Der Ethereum-Kurs bewegt sich weiterhin in einer engen Spanne zwischen rund 2.100 und 2.300 US-Dollar und wirkt auf den ersten Blick stabil. Doch unter der Oberfläche zeigen mehrere Datenpunkte, dass sich die Bewertung zunehmend vom tatsächlichen Netzwerkgeschehen entfernt.
Der sogenannte NVT-Indikator, der das Verhältnis zwischen Marktkapitalisierung und Transaktionsvolumen misst, ist in den vergangenen Wochen deutlich gestiegen. Während der ETH seitwärts lief, kletterte der Wert von rund 48 Mitte Februar auf zwischenzeitlich über 60. Das bedeutet, dass die Bewertung schneller wächst als die tatsächliche Nutzung des Netzwerks.
ETH: NVT Indikator.

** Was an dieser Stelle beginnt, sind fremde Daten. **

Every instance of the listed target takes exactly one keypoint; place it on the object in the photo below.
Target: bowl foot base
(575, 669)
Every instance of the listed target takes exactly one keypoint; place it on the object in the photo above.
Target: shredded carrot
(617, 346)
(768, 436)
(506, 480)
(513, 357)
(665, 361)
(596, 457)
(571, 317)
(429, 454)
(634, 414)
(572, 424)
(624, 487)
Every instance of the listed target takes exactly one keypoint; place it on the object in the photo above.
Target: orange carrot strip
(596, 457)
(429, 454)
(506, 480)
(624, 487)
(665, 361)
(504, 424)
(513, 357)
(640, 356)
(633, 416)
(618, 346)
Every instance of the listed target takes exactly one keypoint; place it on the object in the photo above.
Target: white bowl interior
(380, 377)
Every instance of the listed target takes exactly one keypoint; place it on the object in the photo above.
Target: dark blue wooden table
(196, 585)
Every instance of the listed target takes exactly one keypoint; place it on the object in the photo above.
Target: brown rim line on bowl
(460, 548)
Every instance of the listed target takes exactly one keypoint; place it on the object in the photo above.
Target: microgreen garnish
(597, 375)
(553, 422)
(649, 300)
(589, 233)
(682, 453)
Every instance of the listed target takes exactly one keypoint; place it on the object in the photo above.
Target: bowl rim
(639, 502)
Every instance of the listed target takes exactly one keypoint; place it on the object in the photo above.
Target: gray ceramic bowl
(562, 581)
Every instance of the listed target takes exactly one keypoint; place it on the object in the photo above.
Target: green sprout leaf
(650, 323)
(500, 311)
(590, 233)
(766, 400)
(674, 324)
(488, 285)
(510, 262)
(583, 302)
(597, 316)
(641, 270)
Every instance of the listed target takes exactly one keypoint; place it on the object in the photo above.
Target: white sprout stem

Quelle: Glassnode
In solchen Phasen wird Ethereum zunehmend anfällig, da steigende Preise nicht mehr durch reale Aktivität gedeckt sind. Parallel dazu zeigen Liquidationsdaten, dass sich rund um 2.000 US-Dollar sowie darunter bei etwa 1.900 US-Dollar wichtige Zonen aufgebaut haben. Diese Bereiche dürften kurzfristig entscheidend werden, da sich hier viel gehebeltes Kapital konzentriert und entsprechend schnell Bewegung entstehen kann.
ETH: Liquiderungs-Heatmap. Quelle: CoinAnk
Auch ein Blick auf die Profitabilität der Anleger zeigt eine klare Veränderung im Markt. Anfang März lag der NUPL-Indikator noch tief im negativen Bereich, viele Investoren waren deutlich im Verlust und hatten kaum Anreiz zu verkaufen. Genau diese Situation ermöglichte die anschließende Aufwärtsbewegung.
Inzwischen hat sich das Bild jedoch gedreht. Der Wert liegt nun leicht im positiven Bereich, viele Marktteilnehmer bewegen sich nahe am Break-even. Damit entsteht eine neue Dynamik. Anleger, die zuvor tief im Minus waren, haben jetzt erstmals die Möglichkeit, Positionen ohne große Verluste zu schließen.
In solchen Phasen steigt häufig der Verkaufsdruck, nicht aus Gewinnmitnahmen, sondern aus dem Wunsch heraus, Risiken zu reduzieren. Sollte das Momentum nachlassen, kann genau dieser Bereich schnell zu einer Verteilungszone werden, in der Angebot auf eine vergleichsweise schwache Nachfrage trifft.
Gleichzeitig zeigt sich bei großen Marktteilnehmern ein differenziertes Bild. Ethereum-Wale haben ihre Bestände zuletzt weiter erhöht und innerhalb weniger Tage rund 900.000 ETH akkumuliert, was einem Volumen von knapp 2 Milliarden US-Dollar entspricht. Diese Käufe zeigen weiterhin Vertrauen in den Markt, fallen jedoch deutlich moderater aus als noch zu Beginn der letzten Aufwärtsbewegung.
Genau diese Zurückhaltung ist entscheidend. Während der vorherige Anstieg von aggressiver Akkumulation begleitet wurde, wirkt das Verhalten jetzt deutlich vorsichtiger. Es entsteht der Eindruck, dass große Investoren aktuell eher auf Bestätigung warten, bevor sie ihre Positionen weiter ausbauen.
Ethereum befindet sich aktuell in einer sensiblen Marktphase. Die Bewertung steigt schneller als die tatsächliche Nutzung des Netzwerks, während sich viele Anleger erstmals wieder nahe am Break-even bewegen und potenziell Verkaufsdruck aufbauen können. Gleichzeitig bleibt die Unterstützung durch große Investoren bestehen, allerdings mit deutlich geringerer Dynamik als zuvor.
Meine persönliche Meinung ist, dass sich der Markt aktuell in einer Übergangsphase befindet. Solange kein klarer Impuls entsteht, bleibt die Seitwärtsbewegung wahrscheinlich. Kommt es jedoch zu einem Bruch wichtiger Zonen, insbesondere im Bereich um 2.000 US-Dollar, könnte sich die Situation schnell in eine Richtung auflösen und die nächste größere Bewegung einleiten.